Defensive Programming as a Backend Developer: Building Robust and Secure Systems

letenk

Rizky Darmawan

Posted on November 11, 2024

Defensive Programming as a Backend Developer: Building Robust and Secure Systems

In backend application development, ensuring application security and stability is an absolute must. The backend is the backbone of the application, which is responsible for handling business logic, storing data, and interacting with external systems. Writing strong and reliable code is essential for all software developers. However, no matter how careful we are, bugs and unexpected situations can still occur. This is where Defensive programming comes into play.

Defensive programming is a coding practice aimed at ensuring that software functions correctly even when unexpected events or invalid input occur.
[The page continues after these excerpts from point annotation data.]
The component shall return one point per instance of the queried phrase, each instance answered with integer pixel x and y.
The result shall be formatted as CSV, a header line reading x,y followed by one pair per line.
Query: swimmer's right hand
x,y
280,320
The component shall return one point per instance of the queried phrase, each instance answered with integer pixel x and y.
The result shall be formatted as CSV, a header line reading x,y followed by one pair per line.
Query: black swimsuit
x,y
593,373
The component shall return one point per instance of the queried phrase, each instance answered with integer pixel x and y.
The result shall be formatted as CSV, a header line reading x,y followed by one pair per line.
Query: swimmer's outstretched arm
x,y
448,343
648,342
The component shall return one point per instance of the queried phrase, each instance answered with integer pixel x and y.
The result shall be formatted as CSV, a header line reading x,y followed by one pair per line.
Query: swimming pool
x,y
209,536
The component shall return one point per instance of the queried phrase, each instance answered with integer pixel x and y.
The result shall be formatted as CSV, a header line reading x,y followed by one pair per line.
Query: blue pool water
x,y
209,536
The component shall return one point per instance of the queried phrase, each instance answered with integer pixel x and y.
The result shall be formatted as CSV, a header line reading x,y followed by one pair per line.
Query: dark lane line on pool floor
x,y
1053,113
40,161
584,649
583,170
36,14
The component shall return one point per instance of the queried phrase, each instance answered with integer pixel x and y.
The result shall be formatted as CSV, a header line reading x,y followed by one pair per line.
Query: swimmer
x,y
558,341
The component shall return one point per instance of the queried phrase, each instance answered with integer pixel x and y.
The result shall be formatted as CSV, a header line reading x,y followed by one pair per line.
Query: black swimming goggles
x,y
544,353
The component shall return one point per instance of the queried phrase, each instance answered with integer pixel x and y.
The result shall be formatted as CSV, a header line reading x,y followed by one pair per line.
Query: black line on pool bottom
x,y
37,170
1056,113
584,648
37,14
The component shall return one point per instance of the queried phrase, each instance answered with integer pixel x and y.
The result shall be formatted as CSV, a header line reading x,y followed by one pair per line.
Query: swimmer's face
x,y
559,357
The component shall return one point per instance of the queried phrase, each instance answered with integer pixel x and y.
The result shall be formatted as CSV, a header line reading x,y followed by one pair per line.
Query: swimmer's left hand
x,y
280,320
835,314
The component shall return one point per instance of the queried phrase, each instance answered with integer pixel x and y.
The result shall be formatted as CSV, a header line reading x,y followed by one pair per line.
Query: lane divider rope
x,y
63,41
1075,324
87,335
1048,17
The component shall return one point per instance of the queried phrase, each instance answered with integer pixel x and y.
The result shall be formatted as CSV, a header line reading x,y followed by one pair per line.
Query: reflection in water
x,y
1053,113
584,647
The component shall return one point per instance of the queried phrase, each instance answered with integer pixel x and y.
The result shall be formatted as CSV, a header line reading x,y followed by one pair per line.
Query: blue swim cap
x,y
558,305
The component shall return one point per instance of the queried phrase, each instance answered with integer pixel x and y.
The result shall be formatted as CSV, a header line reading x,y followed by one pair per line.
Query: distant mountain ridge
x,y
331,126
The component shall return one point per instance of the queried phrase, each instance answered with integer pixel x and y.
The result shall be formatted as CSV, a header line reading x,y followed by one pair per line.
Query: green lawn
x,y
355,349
For a backend developer defensive programming is an important approach, which allows us to design applications that can survive bad input, system errors, and external attacks.

In this article, we will discuss several points on how defensive programming can be applied to increase the resilience of backend applications and provide examples in the Golang language to illustrate how to implement it, although its implementation is not tied to just one language.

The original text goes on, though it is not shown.